As much as possible use Shadow mode for testing purpose only; do some changes when its mode off.

+1

 

[Moose]

Salutations,

If you do not exclude files in shadow mode? Can they still get infected by like especially encrypted by cryptors (e.g. CryptoWall, Critoni, etc = "cryptomalware"). ? Yes and/or no?

In Post # 30! If so,the best way to stop this,is to encrypt the files and folders with other encryption software. So, that the cryptomalware can not encrypt the files and folders! And to backup the files and folders. May I suggest the following:
https://skycrypt.com/#

Video below:
https://skycrypt.com/#featured-slider

 

[hjlbx]

In Post # 30! If so,the best way to stop this,is to encrypt the files and folders with other encryption software. So, that the cryptomalware can not encrypt the files and folders! And to backup the files and folders. For example, Skycrypt.com
https://skycrypt.com/#


https://skycrypt.com/#featured-slider

Cryptors can re-encrypt any already encrypted files...
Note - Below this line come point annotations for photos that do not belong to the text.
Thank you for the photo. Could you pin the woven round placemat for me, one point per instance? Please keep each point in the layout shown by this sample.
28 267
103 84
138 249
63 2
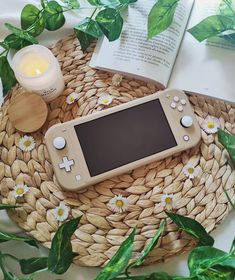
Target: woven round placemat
102 231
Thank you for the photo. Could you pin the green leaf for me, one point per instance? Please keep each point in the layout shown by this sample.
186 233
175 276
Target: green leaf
229 37
15 42
161 16
23 34
205 257
192 227
127 1
228 141
96 3
32 265
30 19
217 273
8 206
232 249
7 75
61 255
119 261
160 276
87 31
226 8
53 16
211 26
4 45
149 248
110 22
73 4
4 237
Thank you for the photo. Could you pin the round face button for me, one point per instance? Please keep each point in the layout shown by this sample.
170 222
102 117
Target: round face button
187 121
186 138
59 143
180 108
173 105
176 98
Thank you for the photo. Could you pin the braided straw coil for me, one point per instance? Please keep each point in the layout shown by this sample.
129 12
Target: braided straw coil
101 231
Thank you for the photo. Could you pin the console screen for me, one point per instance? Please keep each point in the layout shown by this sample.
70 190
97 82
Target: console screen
124 137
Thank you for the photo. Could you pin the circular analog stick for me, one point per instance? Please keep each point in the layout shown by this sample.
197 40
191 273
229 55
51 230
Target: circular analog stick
59 143
187 121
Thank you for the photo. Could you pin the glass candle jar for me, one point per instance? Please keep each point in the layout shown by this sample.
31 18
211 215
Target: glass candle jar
37 70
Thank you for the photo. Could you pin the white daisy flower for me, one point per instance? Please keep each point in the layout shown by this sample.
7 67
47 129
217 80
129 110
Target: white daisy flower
189 171
105 99
118 203
167 201
211 125
27 143
72 97
20 190
116 79
61 212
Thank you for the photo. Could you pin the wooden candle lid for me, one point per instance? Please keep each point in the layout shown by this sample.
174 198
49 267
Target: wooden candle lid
27 112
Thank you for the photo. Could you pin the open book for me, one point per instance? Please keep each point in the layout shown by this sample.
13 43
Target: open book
174 58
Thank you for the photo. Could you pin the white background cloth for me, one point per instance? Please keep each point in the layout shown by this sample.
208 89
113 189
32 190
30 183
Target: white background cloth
10 12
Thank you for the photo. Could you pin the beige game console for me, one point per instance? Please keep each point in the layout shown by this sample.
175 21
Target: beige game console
93 148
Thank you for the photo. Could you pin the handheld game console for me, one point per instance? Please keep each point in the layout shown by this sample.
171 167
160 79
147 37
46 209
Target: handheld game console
99 146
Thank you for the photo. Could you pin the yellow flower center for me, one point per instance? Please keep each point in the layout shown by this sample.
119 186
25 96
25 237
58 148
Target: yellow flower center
105 100
119 203
27 143
168 200
190 170
60 212
20 191
210 124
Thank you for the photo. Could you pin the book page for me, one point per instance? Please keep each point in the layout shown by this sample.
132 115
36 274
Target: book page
207 68
133 54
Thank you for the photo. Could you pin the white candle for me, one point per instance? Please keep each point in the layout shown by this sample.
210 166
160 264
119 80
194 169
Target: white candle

In other words, encrypting any file will not protect it from the likes of CryptoWall, TorrentLocker, Critoni, etc. If this were the case, then AV vendors would already be using encryption to protect systems.

 

[Moose]

Good to know hjbx, Thank you!

Post #69! Should have you cover now!
http://malwaretips.com/threads/ransomware-protection.30919/page-4#post-245528

 

[hjlbx]

Good to know hjbx, then what this http://malwaretips.com/threads/ransomware-protection.30919/page-4#post-245528

Post #69! Should have you cover now!

That is a partition backup - not encryption.

You can encrypt any file\data even if it is already encrypted.

You can prevent a file\data from being encrypted by denying access (read\write) to it.

There is a difference...

 

[Moose]

Okay! Yes! There is a difference! So let just talk files/folders.
Then this little software will take care this called Secure Folders.
And then lock the file completely! http://www.softpedia.com/get/Security/Security-Related/Secure-Folders.shtml

Read your post from # 34 to present post. Cover!

 

[Rolo]

File History/"Versioning" (whether the built-into Windows one or a cloud sync one) also lets you recover your unencrypted versions of your files or other file-corruption disaster. The benefit here is that it is real-time and you can go back several/all versions.

 

[Moose]

Salutations,

@Rolo,

What do you suggest as far as cloud sync one? And why? From your insight?

 

[Deleted member 2913]

By the way on Wilders a user contacted the Dev & got a reply he is going to release a new version of Shadow Defender compatible with Win 10 before 29 July.

Dont know how the upcoming SD will work with Win 10 windows updates auto download/install?

If I remember correctly the user who contacted the Dev had mentioned about Win 10 windows autoupdates.